Economist Godfrey Kanyenze queried: “Why is Psmas still paying those kinds of salaries when the government can do something about it? The government is complaining about issues it can address. They (fiscal presentations) are now like a book of lamentations.”
He said the problem with Chinamasa’s fiscal presentations is that “rhetoric runs ahead of action”.

This certainly rings true when one looks at failure by government to privatise parastatals despite Chinamasa promising to do so in his budget presentations. It was no different last Thursday as Chinamasa failed to present any concrete plan to privatise the targeted state entities.
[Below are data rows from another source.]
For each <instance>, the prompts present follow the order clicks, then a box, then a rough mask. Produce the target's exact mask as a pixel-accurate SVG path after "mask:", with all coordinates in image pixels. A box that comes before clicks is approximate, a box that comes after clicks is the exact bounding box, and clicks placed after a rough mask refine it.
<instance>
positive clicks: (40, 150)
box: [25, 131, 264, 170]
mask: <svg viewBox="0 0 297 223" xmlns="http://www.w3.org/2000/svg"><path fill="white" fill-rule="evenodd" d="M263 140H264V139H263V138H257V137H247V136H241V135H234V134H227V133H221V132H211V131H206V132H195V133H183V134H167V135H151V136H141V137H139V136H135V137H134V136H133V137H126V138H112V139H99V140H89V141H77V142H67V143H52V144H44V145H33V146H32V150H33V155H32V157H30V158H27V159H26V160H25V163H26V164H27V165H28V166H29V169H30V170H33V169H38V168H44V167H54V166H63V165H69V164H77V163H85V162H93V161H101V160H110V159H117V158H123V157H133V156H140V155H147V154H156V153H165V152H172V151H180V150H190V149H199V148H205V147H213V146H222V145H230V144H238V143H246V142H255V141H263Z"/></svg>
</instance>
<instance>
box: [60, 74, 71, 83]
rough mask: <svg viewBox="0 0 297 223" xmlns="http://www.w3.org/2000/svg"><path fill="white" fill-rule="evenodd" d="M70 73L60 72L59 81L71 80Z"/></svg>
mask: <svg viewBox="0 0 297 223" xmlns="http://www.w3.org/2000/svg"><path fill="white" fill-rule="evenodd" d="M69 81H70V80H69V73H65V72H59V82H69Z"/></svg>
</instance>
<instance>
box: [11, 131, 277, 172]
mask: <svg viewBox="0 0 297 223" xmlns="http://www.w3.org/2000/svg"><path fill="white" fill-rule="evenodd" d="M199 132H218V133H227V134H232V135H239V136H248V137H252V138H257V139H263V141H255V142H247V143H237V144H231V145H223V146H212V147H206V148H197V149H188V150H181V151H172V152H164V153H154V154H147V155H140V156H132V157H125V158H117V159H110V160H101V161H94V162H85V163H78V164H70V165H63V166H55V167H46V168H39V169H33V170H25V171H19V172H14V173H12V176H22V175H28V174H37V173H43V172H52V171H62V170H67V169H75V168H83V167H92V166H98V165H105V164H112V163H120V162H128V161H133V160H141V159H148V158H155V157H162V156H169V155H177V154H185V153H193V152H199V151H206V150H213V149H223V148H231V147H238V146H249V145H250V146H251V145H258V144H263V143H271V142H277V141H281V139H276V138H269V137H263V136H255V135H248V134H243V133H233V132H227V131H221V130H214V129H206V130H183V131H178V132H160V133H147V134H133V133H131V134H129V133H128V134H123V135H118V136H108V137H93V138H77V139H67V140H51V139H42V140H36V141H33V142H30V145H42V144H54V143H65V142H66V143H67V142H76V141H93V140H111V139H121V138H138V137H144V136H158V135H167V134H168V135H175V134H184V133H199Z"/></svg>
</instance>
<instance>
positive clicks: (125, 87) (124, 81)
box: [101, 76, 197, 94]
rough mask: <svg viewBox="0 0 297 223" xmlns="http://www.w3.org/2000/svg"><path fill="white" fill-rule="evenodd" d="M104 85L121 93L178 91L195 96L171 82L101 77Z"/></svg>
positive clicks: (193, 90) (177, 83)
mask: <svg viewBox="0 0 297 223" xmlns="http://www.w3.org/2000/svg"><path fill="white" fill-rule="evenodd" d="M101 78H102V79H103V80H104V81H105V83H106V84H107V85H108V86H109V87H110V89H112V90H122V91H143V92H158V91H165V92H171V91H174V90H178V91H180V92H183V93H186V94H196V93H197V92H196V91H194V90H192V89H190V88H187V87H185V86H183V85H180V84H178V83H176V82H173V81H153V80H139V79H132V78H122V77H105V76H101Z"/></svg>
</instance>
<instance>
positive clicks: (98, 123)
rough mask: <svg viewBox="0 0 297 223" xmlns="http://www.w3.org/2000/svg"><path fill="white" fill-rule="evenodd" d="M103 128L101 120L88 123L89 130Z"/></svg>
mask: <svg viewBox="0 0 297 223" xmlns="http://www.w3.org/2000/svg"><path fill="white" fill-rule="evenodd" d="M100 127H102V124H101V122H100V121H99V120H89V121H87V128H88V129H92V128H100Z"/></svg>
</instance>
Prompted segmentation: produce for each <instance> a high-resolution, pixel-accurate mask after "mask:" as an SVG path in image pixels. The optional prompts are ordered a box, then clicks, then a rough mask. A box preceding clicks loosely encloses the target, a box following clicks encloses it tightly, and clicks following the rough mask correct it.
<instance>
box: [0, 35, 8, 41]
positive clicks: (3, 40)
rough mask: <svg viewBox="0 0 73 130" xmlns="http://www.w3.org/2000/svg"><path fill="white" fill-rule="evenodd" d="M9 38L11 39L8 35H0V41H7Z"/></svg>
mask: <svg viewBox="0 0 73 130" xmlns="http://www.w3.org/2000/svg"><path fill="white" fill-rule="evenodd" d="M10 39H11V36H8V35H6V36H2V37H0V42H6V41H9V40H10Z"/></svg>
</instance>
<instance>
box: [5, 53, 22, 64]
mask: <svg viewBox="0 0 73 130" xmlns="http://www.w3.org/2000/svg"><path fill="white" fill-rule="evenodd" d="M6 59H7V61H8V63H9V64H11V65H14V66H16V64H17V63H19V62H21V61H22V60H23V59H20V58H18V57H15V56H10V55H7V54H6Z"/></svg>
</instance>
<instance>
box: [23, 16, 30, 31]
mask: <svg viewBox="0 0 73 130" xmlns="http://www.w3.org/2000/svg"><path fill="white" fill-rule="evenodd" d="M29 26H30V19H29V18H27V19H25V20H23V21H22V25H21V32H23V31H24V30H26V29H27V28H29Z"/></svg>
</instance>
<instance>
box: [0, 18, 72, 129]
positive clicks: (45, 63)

The state entities continue to be a huge burden on the fiscus with the likes of the NRZ and Air Zimbabwe mired in serious financial difficulties that have resulted in poor service delivery and failure to pay employees.

The parastatals earmarked for restructuring include the Agricultural and Rural Development Authority, Cold Storage Company, Grain Marketing Board, Air Zimbabwe, TelOne, Civil Aviation Authority of Zimbabwe, NRZ, Industrial Development Corporation of Zimbabwe, Zimbabwe National Water Authority and Zimbabwe Power Company.

Chinamasa also announced the ban on second-hand clothes and shoes. This could not come at a worse time when more than 9 000 workers have been rendered jobless after companies used the Supreme Court ruling to lay off workers.

This flies in the face of Zanu PF’s electoral promise in 2013 to create 2,2 million jobs — a clear indication that government remains clueless on the economy and, for most Zimbabweans, things will get worse before improving.